Once you've started filebeat with profiling enabled you can capture 30 second CPU profiles with curl $HOST:$PORT/debug/pprof/profile -o profile.prof or equivalent.

henrikno commented 2 years ago

Attached 3 profiles + heap profile.zip These are from filebeat 8.1.0.

cmacknz commented 2 years ago

Awesome, thanks! All three CPU profiles look similar which is good. Here's a flamegraph from the first profile:

Screen Shot 2022-03-17 at 4 57 00 PM

I see a bunch of time being spent formatting error messages in the dropFields processors (errors.Wrapf) that line up with what you've observed above.

cmacknz commented 2 years ago

This is the code path contributing to a large part of the slowness here:

https://github.com/elastic/beats/blob/4a71e5e7eb8faa711785aee434a2aadd248439e0/libbeat/processors/actions/drop_fields.go#L68-L81

We are building a slice of errors, so the more errors there are the more expensive it becomes as we both incur calls to errors.Wrapf and need to reallocate the slice as it grows (it reallocates each time it doubles).

henrikno commented 2 years ago

Ha, just noticed it now supports ignore_missing, which was added in 7.4. We probably added the processor before it was an option. That should make it a lot cheaper.

cmacknz commented 2 years ago

Yes, I was just about to suggest that. If it is still slow try and capture another profile if it isn't too much work, the problem is much easier to find that way. Likely it will just be the next slowest path in the current set of profiles though if you can't.

henrikno commented 2 years ago

Went from 10k docs/s to 20k/s!
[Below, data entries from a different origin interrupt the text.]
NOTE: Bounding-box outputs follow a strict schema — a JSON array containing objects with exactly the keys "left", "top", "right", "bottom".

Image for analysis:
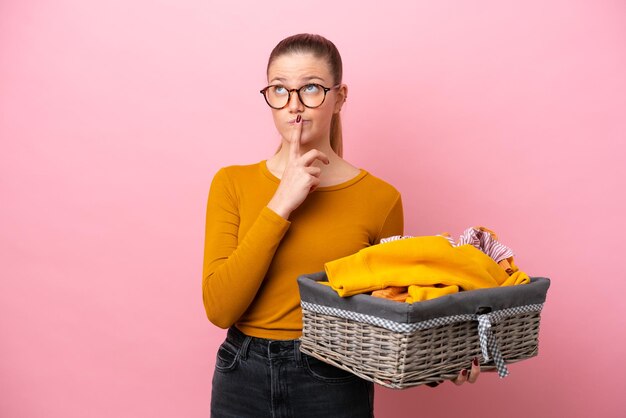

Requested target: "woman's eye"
[
  {"left": 304, "top": 84, "right": 320, "bottom": 93},
  {"left": 273, "top": 86, "right": 287, "bottom": 95}
]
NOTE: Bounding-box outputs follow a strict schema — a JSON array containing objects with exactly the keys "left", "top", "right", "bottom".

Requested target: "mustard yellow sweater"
[{"left": 202, "top": 161, "right": 403, "bottom": 340}]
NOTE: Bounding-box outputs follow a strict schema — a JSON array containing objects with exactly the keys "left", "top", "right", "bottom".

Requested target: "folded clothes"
[
  {"left": 382, "top": 226, "right": 515, "bottom": 265},
  {"left": 323, "top": 234, "right": 529, "bottom": 302}
]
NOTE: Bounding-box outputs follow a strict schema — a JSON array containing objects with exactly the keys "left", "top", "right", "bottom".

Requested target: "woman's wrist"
[{"left": 267, "top": 199, "right": 291, "bottom": 220}]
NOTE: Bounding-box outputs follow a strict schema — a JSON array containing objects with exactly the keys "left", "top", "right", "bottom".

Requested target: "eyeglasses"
[{"left": 260, "top": 83, "right": 341, "bottom": 109}]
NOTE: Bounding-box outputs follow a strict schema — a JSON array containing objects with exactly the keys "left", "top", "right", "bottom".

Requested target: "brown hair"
[{"left": 267, "top": 33, "right": 344, "bottom": 157}]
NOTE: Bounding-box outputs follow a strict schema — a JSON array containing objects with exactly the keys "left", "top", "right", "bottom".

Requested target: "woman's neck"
[
  {"left": 268, "top": 139, "right": 339, "bottom": 172},
  {"left": 266, "top": 139, "right": 361, "bottom": 187}
]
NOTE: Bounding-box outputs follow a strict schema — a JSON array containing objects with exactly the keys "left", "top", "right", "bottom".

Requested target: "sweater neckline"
[{"left": 260, "top": 160, "right": 368, "bottom": 191}]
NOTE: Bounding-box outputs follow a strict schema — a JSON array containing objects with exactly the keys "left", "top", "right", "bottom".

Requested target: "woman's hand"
[
  {"left": 426, "top": 357, "right": 482, "bottom": 388},
  {"left": 450, "top": 357, "right": 481, "bottom": 385},
  {"left": 267, "top": 115, "right": 329, "bottom": 219}
]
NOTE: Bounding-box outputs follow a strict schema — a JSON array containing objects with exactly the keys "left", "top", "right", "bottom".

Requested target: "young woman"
[{"left": 202, "top": 33, "right": 480, "bottom": 418}]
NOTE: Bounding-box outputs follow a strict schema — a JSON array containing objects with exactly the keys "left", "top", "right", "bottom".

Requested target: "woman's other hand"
[
  {"left": 426, "top": 357, "right": 482, "bottom": 388},
  {"left": 267, "top": 115, "right": 329, "bottom": 219},
  {"left": 451, "top": 357, "right": 481, "bottom": 385}
]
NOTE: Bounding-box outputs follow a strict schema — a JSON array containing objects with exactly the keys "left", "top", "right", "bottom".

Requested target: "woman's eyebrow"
[
  {"left": 270, "top": 76, "right": 327, "bottom": 83},
  {"left": 301, "top": 76, "right": 326, "bottom": 82}
]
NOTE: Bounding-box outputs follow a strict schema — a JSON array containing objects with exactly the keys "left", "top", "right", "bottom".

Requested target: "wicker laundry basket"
[{"left": 297, "top": 272, "right": 550, "bottom": 389}]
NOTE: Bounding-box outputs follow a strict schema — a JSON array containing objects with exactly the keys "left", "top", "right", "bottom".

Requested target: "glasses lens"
[
  {"left": 265, "top": 85, "right": 288, "bottom": 108},
  {"left": 299, "top": 84, "right": 325, "bottom": 108}
]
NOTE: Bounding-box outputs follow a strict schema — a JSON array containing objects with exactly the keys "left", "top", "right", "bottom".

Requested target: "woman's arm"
[
  {"left": 203, "top": 120, "right": 328, "bottom": 328},
  {"left": 201, "top": 168, "right": 290, "bottom": 328}
]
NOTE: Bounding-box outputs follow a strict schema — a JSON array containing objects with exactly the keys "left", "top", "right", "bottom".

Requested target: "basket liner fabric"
[{"left": 297, "top": 271, "right": 550, "bottom": 323}]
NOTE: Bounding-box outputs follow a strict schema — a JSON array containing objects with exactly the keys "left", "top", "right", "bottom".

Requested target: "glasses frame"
[{"left": 259, "top": 83, "right": 341, "bottom": 109}]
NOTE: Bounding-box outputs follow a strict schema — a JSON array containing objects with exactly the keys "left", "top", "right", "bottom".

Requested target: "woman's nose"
[{"left": 287, "top": 90, "right": 304, "bottom": 111}]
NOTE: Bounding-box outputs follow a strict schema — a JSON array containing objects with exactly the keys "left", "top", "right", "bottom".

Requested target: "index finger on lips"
[{"left": 289, "top": 114, "right": 303, "bottom": 161}]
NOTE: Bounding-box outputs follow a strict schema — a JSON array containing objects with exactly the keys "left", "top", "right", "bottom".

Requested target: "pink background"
[{"left": 2, "top": 1, "right": 625, "bottom": 417}]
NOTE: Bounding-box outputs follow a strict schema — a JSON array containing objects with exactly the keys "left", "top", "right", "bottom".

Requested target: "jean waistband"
[{"left": 226, "top": 326, "right": 302, "bottom": 360}]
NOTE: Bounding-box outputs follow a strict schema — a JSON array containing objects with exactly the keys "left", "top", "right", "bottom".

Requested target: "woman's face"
[{"left": 266, "top": 52, "right": 345, "bottom": 148}]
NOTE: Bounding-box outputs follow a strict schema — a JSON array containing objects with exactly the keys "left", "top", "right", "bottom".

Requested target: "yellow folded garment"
[
  {"left": 406, "top": 284, "right": 460, "bottom": 303},
  {"left": 324, "top": 236, "right": 530, "bottom": 298}
]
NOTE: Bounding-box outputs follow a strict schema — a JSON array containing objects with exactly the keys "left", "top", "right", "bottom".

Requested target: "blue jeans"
[{"left": 211, "top": 326, "right": 374, "bottom": 418}]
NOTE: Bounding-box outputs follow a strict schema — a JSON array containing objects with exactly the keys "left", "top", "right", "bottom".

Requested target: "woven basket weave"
[{"left": 297, "top": 272, "right": 550, "bottom": 389}]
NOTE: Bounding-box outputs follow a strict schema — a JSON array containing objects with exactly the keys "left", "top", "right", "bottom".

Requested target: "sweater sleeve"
[
  {"left": 201, "top": 168, "right": 290, "bottom": 328},
  {"left": 374, "top": 193, "right": 404, "bottom": 244}
]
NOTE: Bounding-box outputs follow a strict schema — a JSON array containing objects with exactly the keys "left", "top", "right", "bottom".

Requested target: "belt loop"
[
  {"left": 294, "top": 340, "right": 302, "bottom": 367},
  {"left": 239, "top": 336, "right": 252, "bottom": 360}
]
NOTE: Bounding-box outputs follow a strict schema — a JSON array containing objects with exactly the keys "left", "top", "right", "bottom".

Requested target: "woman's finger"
[
  {"left": 299, "top": 149, "right": 330, "bottom": 167},
  {"left": 288, "top": 114, "right": 303, "bottom": 161},
  {"left": 467, "top": 358, "right": 480, "bottom": 384},
  {"left": 309, "top": 176, "right": 321, "bottom": 193},
  {"left": 305, "top": 166, "right": 322, "bottom": 177},
  {"left": 451, "top": 369, "right": 468, "bottom": 386}
]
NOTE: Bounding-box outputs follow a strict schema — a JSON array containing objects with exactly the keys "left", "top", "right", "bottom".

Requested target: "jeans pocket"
[
  {"left": 302, "top": 353, "right": 359, "bottom": 384},
  {"left": 215, "top": 341, "right": 239, "bottom": 373}
]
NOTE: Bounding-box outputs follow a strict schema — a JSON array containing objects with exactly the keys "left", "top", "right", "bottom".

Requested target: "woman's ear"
[{"left": 334, "top": 84, "right": 348, "bottom": 113}]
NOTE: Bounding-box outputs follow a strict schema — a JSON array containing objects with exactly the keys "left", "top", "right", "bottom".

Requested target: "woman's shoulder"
[
  {"left": 208, "top": 162, "right": 267, "bottom": 194},
  {"left": 358, "top": 169, "right": 401, "bottom": 197},
  {"left": 213, "top": 161, "right": 264, "bottom": 180}
]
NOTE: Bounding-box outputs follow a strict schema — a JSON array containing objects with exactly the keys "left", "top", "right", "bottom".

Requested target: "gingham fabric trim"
[
  {"left": 300, "top": 301, "right": 543, "bottom": 378},
  {"left": 300, "top": 301, "right": 543, "bottom": 333},
  {"left": 477, "top": 314, "right": 509, "bottom": 378}
]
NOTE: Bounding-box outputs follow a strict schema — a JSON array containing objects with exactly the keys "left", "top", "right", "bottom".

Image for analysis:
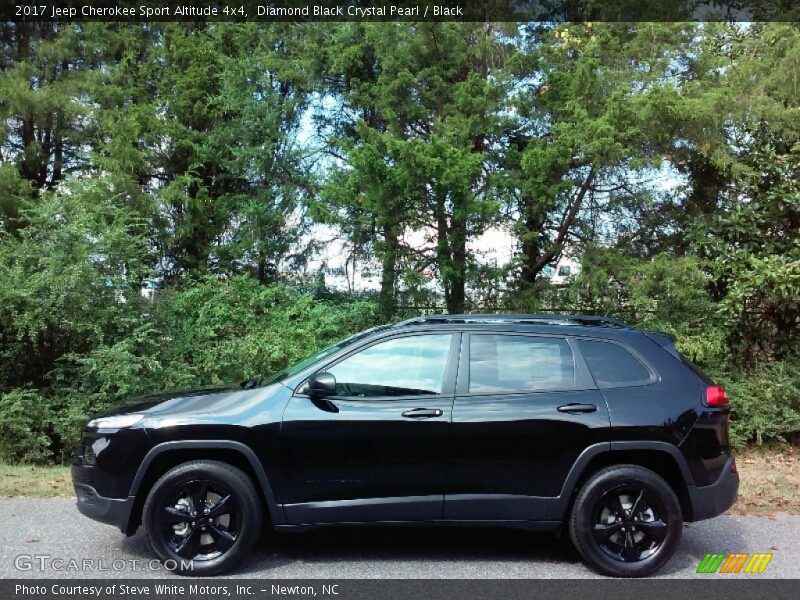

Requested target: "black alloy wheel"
[
  {"left": 143, "top": 460, "right": 263, "bottom": 576},
  {"left": 593, "top": 484, "right": 668, "bottom": 563},
  {"left": 569, "top": 465, "right": 683, "bottom": 577},
  {"left": 158, "top": 478, "right": 241, "bottom": 561}
]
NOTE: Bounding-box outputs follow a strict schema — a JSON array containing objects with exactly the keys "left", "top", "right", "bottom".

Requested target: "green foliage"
[
  {"left": 0, "top": 163, "right": 35, "bottom": 232},
  {"left": 46, "top": 323, "right": 201, "bottom": 454},
  {"left": 319, "top": 23, "right": 515, "bottom": 313},
  {"left": 0, "top": 23, "right": 95, "bottom": 190},
  {"left": 508, "top": 23, "right": 691, "bottom": 286},
  {"left": 0, "top": 390, "right": 53, "bottom": 463},
  {"left": 152, "top": 276, "right": 381, "bottom": 385},
  {"left": 711, "top": 362, "right": 800, "bottom": 447},
  {"left": 693, "top": 144, "right": 800, "bottom": 363},
  {"left": 548, "top": 248, "right": 715, "bottom": 324},
  {"left": 2, "top": 271, "right": 381, "bottom": 462},
  {"left": 0, "top": 178, "right": 151, "bottom": 391}
]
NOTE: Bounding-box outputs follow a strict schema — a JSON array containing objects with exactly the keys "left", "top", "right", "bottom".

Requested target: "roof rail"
[{"left": 395, "top": 313, "right": 629, "bottom": 328}]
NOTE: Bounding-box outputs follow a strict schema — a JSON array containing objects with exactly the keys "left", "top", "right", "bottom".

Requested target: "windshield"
[{"left": 261, "top": 325, "right": 392, "bottom": 385}]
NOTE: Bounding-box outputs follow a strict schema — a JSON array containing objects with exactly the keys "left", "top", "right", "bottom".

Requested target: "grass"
[
  {"left": 0, "top": 463, "right": 73, "bottom": 497},
  {"left": 1, "top": 445, "right": 799, "bottom": 515}
]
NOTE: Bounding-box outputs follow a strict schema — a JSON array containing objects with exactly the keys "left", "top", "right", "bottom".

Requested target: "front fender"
[{"left": 129, "top": 440, "right": 286, "bottom": 527}]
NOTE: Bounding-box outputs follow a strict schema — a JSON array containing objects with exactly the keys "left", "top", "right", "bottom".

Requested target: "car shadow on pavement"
[
  {"left": 241, "top": 526, "right": 582, "bottom": 575},
  {"left": 117, "top": 518, "right": 751, "bottom": 578},
  {"left": 118, "top": 525, "right": 583, "bottom": 576}
]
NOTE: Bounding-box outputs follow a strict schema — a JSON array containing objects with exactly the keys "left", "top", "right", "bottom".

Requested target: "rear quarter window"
[{"left": 576, "top": 339, "right": 654, "bottom": 387}]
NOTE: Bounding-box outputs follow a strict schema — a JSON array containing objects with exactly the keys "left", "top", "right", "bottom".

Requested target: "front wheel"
[
  {"left": 143, "top": 460, "right": 263, "bottom": 576},
  {"left": 569, "top": 465, "right": 683, "bottom": 577}
]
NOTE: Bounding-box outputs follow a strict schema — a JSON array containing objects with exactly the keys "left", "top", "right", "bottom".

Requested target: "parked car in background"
[{"left": 544, "top": 255, "right": 582, "bottom": 286}]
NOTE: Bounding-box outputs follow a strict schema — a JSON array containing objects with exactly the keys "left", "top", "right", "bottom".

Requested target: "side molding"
[{"left": 129, "top": 440, "right": 286, "bottom": 525}]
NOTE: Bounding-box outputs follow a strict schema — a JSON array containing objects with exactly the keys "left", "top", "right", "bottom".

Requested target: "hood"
[
  {"left": 88, "top": 383, "right": 290, "bottom": 428},
  {"left": 92, "top": 386, "right": 237, "bottom": 418}
]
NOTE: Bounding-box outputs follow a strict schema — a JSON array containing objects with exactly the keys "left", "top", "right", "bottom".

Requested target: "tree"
[
  {"left": 313, "top": 23, "right": 410, "bottom": 315},
  {"left": 669, "top": 23, "right": 800, "bottom": 362},
  {"left": 505, "top": 22, "right": 693, "bottom": 291},
  {"left": 0, "top": 22, "right": 97, "bottom": 230},
  {"left": 88, "top": 23, "right": 312, "bottom": 281},
  {"left": 0, "top": 23, "right": 88, "bottom": 189},
  {"left": 0, "top": 178, "right": 150, "bottom": 392},
  {"left": 319, "top": 23, "right": 516, "bottom": 313}
]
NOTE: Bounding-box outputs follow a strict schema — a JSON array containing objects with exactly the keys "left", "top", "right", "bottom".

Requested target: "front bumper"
[
  {"left": 688, "top": 455, "right": 739, "bottom": 521},
  {"left": 74, "top": 481, "right": 136, "bottom": 535}
]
For reference I ran without any processors which reaches 30k/s. profile2.zip

I suppose go/the processors doesn't have something along the line of if log.isDebugEnabled { do_error_reporting } to avoid constructing them if they're never logged?

cmacknz commented 2 years ago

I suppose go/the processors doesn't have something along the line of if log.isDebugEnabled { do_error_reporting } to avoid constructing them if they're never logged?

No, processor error handling can definitely be improved.

Interestingly in the profile2.zip you attached, the profile-no-processors profile still has processors running. A different set than the profile-ignore-missing profile though.

Here is the processing flame graph of the "no processors" case:

no-processors

Here is the processing flame graph of the "ignore missing" processors case:

processors-ignore-missing

The profiles are largely the same outside of the processing call stack, so I've omitted those branches.

cmacknz commented 2 years ago

The rename and drop_fields processors now spend most of their time in https://github.com/elastic/beats/blob/4bc4d19c28851306086e7f3abbe45b389d740c37/libbeat/common/mapstr.go#L436-L448

I also see the add dynamic fields metadata processor call stack spending the majority of its time in https://github.com/elastic/beats/blob/4bc4d19c28851306086e7f3abbe45b389d740c37/libbeat/common/mapstr.go#L150-L152

The improvements to make here aren't as obvious.

zez3 commented 1 year ago

Hmm, @henrikno what does your beat.stats.libbeat.output.events.dropped show?

@cmacknz perhaps the Agent dashboard should include the dropped events as well

botelastic[bot] commented 11 months ago

Hi! We just realized that we haven't looked into this issue in a while. We're sorry!

We're labeling this issue as Stale to make it hit our filters and make sure we get back to it as soon as possible. In the meantime, it'd be extremely helpful if you could take a look at it as well and confirm its relevance. A simple comment with a nice emoji will be enough :+1. Thank you for your contribution!

zez3 commented 11 months ago

ahh :(

cmacknz commented 11 months ago

We have reproduced something similar to this in our internal benchmarks, no fix yet unfortunately.